Cancers are characterized by multiple oncogenic events that collectively contribute to the phenotype of advanced stage disease. With the advent of new drugs that target specific molecular abnormalities, it is important to know whether the initial oncogenic event continues to play a functional role at later stages of tumor progression and at relapse with the development of chemotherapy resistance. This question has been addressed in transgenic mice through regulated expression of the initial oncogene. In three models testing different oncogenes in different tissues, the primary oncogene was required to maintain the tumor phenotype, despite the presence of numerous additional oncogene and tumor suppressor mutations (see, e.g. L. Chin et al, Nature 400, 468 (1999); D. W. Felsher et al., Mol. Cell 4, 199 (1999); and C. S. Huettner et al., Nature Genet. 24, 57 (2000)). Recent clinical trials of the Abelson tyrosine kinase (Abl) inhibitor STI-571 in chronic myeloid leukemia (CML) allow this question to be addressed directly in human cancer (see, e.g. B. J. Druker et al, N. Engl. J. Med. 344, 1038 (2001); and B. J. Druker et al., N. Engl. J. Med. 344, 1031 (2001)).
CML is a pluripotent hematopoietic stem cell disorder characterized by the Philadelphia (Ph) chromosome translocation (see, e.g. C. L. Sawyers, N. Engl. J. Med. 340, 1330 (1999); and S. Faderl et al., N. Engl. J. Med. 341, 164 (1999)). The resulting BCR-ABL fusion gene encodes a cytoplasmic protein with constitutive tyrosine kinase activity (see, e.g. J. B. Konopka et al., Proc. Natl. Acad. Sci. U.S.A. 82, 1810 (1985) and NCBI Accession NP—067585). Numerous experimental models have established that BCR-ABL is an oncogene and is sufficient to produce CML-like disease in mice (see, e.g. G. Q. Daley et al., Science 247, 824 (1990); and N. Heisterkamp et al., Nature 344, 251 (1990)). CML progresses through distinct clinical stages. The earliest stage, termed chronic phase, is characterized by expansion of terminally differentiated neutrophils. Over several years the disease progresses to an acute phase termed blast crisis, characterized by maturation arrest with excessive numbers of undifferentiated myeloid or lymphoid progenitor cells. The BCR-ABL oncogene is expressed at all stages, but blast crisis is characterized by multiple additional genetic and molecular changes.

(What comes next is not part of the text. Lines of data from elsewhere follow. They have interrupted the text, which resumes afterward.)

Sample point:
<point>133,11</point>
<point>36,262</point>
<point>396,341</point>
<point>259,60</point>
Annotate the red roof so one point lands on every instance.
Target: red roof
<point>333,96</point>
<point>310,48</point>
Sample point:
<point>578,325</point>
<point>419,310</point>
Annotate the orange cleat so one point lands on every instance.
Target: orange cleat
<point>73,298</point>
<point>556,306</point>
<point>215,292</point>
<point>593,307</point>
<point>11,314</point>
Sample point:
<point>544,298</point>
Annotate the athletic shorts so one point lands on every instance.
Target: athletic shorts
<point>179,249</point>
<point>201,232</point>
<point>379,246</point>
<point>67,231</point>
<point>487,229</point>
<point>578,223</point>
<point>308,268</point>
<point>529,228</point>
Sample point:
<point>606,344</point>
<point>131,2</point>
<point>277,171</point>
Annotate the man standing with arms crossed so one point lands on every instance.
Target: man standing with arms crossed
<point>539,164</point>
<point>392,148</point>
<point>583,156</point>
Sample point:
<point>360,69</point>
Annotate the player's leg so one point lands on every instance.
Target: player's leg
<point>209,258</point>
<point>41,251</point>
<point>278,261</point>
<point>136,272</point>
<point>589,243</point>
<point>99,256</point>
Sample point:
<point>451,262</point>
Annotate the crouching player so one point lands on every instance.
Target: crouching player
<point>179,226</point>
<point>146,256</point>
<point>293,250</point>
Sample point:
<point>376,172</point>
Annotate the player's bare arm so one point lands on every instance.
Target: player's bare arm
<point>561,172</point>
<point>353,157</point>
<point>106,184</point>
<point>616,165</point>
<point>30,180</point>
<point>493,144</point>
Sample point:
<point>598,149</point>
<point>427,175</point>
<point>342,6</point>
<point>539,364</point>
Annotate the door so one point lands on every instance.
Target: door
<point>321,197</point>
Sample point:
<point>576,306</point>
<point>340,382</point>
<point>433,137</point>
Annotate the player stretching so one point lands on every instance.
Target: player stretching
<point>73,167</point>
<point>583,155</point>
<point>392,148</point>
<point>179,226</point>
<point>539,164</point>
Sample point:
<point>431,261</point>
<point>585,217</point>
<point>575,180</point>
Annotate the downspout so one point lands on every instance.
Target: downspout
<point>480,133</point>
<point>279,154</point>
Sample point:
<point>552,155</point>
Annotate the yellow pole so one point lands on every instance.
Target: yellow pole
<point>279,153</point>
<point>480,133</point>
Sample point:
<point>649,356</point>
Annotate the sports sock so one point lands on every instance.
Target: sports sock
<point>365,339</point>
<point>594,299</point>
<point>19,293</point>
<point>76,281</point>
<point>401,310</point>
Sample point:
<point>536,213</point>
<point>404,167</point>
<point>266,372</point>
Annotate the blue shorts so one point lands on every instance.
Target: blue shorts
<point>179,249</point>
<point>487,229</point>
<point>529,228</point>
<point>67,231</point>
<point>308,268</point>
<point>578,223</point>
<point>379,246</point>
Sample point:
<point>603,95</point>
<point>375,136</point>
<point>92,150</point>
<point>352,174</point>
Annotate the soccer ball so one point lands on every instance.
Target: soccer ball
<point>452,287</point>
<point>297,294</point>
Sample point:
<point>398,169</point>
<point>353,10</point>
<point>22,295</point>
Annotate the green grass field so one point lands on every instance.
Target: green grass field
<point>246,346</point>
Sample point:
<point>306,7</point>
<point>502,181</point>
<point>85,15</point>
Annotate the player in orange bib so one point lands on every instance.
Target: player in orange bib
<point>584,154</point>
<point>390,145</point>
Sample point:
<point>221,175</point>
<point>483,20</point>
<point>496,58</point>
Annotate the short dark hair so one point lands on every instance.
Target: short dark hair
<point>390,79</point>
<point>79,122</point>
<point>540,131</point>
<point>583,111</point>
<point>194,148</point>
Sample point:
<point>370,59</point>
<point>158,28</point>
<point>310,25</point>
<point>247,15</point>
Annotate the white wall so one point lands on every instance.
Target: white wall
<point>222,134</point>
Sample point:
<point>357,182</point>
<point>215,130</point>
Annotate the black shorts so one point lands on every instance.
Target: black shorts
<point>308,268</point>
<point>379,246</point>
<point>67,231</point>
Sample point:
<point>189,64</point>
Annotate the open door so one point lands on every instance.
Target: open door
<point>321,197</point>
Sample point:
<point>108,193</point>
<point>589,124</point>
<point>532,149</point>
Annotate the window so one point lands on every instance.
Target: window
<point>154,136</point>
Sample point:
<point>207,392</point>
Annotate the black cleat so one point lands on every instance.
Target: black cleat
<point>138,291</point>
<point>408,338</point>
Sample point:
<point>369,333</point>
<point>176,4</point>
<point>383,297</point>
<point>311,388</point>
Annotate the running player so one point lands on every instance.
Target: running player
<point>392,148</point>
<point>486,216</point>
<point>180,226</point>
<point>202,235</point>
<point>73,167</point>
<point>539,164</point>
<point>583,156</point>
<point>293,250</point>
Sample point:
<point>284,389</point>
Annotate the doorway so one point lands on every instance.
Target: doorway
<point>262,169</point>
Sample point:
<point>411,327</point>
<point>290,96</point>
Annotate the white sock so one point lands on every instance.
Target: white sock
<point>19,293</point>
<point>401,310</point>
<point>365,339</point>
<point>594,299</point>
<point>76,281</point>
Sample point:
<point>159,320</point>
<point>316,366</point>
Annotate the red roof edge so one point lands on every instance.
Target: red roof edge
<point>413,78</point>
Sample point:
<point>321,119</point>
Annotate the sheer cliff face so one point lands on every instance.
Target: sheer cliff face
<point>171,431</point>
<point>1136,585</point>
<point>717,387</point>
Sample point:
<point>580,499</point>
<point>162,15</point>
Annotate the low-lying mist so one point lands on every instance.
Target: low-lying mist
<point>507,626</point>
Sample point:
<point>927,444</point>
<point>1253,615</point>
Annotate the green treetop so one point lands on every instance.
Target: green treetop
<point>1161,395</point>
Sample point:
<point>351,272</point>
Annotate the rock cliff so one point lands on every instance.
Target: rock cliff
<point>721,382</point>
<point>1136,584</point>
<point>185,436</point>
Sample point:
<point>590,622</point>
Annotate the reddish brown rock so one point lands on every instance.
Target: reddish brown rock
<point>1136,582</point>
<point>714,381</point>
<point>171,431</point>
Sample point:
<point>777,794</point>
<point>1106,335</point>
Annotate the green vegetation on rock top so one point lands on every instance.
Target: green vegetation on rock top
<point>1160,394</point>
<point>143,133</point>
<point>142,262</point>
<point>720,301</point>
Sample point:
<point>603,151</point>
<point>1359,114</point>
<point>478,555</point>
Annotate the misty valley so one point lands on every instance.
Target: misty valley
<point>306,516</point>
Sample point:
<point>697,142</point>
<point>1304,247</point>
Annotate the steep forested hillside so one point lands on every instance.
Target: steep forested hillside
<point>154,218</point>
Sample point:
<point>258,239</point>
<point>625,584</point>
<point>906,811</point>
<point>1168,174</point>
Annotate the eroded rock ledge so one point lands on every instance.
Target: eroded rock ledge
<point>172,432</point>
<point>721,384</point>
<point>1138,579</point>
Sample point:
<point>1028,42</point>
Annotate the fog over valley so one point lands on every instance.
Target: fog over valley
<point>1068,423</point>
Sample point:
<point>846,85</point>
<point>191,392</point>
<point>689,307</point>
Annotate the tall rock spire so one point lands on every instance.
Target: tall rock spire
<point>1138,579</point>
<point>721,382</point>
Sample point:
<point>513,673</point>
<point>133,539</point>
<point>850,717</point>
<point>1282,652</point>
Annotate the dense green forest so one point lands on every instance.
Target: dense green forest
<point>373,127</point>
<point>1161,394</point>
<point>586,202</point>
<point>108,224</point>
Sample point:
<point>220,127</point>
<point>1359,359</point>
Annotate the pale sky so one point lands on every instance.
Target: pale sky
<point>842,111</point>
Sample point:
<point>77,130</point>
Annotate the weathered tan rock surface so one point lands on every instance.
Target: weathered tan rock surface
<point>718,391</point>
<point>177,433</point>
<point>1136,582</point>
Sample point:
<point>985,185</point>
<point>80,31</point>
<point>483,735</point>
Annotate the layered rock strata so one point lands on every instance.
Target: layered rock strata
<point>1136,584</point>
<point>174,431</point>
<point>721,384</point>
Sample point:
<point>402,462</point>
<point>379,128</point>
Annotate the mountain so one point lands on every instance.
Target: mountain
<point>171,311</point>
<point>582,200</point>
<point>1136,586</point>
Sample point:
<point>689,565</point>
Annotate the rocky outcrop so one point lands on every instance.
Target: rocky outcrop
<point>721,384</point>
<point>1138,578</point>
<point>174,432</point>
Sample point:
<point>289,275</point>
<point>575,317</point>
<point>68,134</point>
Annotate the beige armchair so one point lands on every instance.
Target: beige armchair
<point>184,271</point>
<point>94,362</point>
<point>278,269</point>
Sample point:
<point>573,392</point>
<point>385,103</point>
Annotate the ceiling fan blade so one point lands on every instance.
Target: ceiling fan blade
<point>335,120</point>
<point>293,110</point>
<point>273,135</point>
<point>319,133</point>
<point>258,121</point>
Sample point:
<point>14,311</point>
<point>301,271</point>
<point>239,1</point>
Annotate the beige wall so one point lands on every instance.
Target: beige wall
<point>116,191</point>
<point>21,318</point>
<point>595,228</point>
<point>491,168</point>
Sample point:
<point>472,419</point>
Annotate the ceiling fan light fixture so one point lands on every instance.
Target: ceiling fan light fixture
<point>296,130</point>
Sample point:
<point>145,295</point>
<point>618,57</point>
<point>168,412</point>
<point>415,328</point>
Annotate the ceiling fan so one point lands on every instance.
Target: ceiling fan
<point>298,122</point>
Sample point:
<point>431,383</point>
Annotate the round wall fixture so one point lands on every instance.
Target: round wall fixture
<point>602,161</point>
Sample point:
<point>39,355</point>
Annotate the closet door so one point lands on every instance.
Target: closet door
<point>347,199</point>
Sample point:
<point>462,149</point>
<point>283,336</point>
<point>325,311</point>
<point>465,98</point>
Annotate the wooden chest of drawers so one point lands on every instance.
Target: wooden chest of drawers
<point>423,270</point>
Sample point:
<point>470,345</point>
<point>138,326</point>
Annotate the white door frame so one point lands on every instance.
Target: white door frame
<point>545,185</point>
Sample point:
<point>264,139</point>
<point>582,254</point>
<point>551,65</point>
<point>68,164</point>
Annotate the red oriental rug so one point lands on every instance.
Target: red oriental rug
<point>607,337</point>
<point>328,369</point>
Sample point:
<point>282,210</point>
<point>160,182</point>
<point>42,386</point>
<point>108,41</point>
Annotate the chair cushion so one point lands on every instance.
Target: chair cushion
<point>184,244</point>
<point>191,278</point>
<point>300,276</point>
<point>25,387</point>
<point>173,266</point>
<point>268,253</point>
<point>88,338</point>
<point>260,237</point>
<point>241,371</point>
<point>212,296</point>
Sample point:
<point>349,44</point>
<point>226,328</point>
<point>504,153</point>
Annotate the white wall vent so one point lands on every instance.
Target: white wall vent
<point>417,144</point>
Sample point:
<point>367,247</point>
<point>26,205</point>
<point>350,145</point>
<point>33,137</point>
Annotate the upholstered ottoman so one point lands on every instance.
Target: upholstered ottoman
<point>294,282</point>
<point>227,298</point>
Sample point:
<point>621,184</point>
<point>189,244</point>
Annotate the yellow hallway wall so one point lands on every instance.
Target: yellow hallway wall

A series of inhibitors, based on the 2-phenylaminopyrimidine class of pharmacophores, has been identified that have exceptionally high affinity and specificity for Abl (see, e.g., Zimmerman et al., Bloorg, Med. Chem. Lett. 7, 187 (1997). The most successful of these, STI-571 (formerly referred to as Novartis test compound CGP 57148 and also known as Gleevec and imatinib), has been successfully tested in clinical trail a therapeutic agent for CML. STI-571 is a 2-phenylamino pyrimidine that targets the ATP-binding site of the kinase domain of ABL (see, e.g. B. J. Druker et al., Nature Med. 2, 561 (1996)). In phase I clinical trials, STI-571 induced remissions in patients in chronic phase as well as blast crisis (see, e.g. B. J. Druker et al., N. Engl. J. Med. 344, 1038 (2001); and B. J. Druker et al., N. Engl. J. Med. 344, 1031 (2001)). While responses in chronic phase have been durable, remissions observed in blast crisis patients have usually lasted only 2-6 months, despite continued drug treatment (see, e.g. B. J. Druker et al., N. Engl. J. Med. 344, 1038 (2001)).
In view of the relapse observed in patients treated with STI-571 there is a need for an understanding of the mechanisms associated with STI-571 resistance in CML and related cancers as well as diagnostic and therapeutic procedures and compositions tailored to address this phenomena. The invention provided herein satisfies this need.